Run ng build to build the project. The build artifacts will be stored in the dist/ directory. Use the --prod flag for a production build.

Running unit tests

Run ng test to execute the unit tests via Karma.

If you want to use a headless browser, and generate coverage, use npm run test:cov instead.

Running end-to-end tests

Run ng e2e to execute the end-to-end tests via Protractor.

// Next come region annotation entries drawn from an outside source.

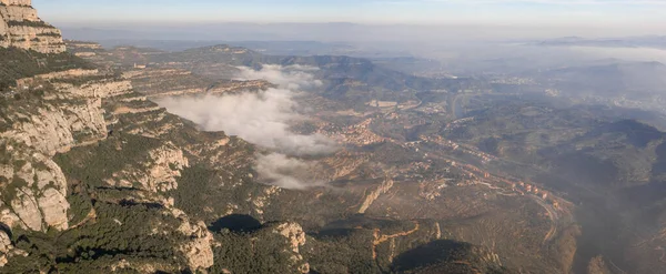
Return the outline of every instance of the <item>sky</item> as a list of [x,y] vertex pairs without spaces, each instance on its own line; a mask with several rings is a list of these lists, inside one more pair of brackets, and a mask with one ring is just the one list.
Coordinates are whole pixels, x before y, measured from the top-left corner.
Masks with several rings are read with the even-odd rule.
[[53,23],[666,26],[666,0],[33,0]]

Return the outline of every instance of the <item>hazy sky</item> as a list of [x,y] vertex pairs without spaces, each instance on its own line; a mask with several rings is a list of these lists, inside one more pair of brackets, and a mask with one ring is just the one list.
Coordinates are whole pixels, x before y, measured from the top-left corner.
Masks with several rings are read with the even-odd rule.
[[360,22],[665,28],[666,0],[33,0],[64,22]]

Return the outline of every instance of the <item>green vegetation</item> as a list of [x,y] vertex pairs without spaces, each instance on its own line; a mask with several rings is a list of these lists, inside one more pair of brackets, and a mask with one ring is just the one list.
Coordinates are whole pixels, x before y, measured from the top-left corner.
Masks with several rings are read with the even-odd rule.
[[46,234],[14,230],[16,246],[30,255],[12,258],[0,272],[101,273],[109,272],[121,260],[186,268],[184,257],[175,251],[186,239],[168,230],[168,233],[152,233],[154,227],[176,227],[180,221],[145,205],[98,202],[94,209],[95,221],[77,230]]
[[0,48],[0,94],[14,87],[18,79],[70,69],[94,69],[94,65],[69,53],[43,54]]
[[148,161],[149,152],[162,145],[162,141],[145,136],[122,135],[110,138],[94,149],[77,148],[53,160],[70,179],[80,180],[89,187],[107,186],[103,180],[112,177],[128,164]]
[[44,21],[7,21],[7,26],[9,27],[32,27],[32,28],[54,28],[53,26],[44,22]]
[[[269,226],[253,233],[223,232],[215,235],[220,247],[214,250],[212,273],[297,273],[286,239]],[[297,266],[297,265],[296,265]]]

If you want to use a headless browser, use npm run e2e:ci instead.

Running the tester app

The workspace includes a tester application that can be used to test out features of the SDK. Run this using ng serve tester and browse to http://localhost:4200.

Further help

To get more help on the Angular CLI use ng help or go check out the Angular CLI README.

Contributing

We appreciate feedback and contribution to this repo! Feel free to submit a pull request and we will work with you to get it reviewed and merged.

Support + Feedback

For support or to provide feedback, please raise an issue on our issue tracker.

License

This project is licensed under the MIT license. See the LICENSE file for more info.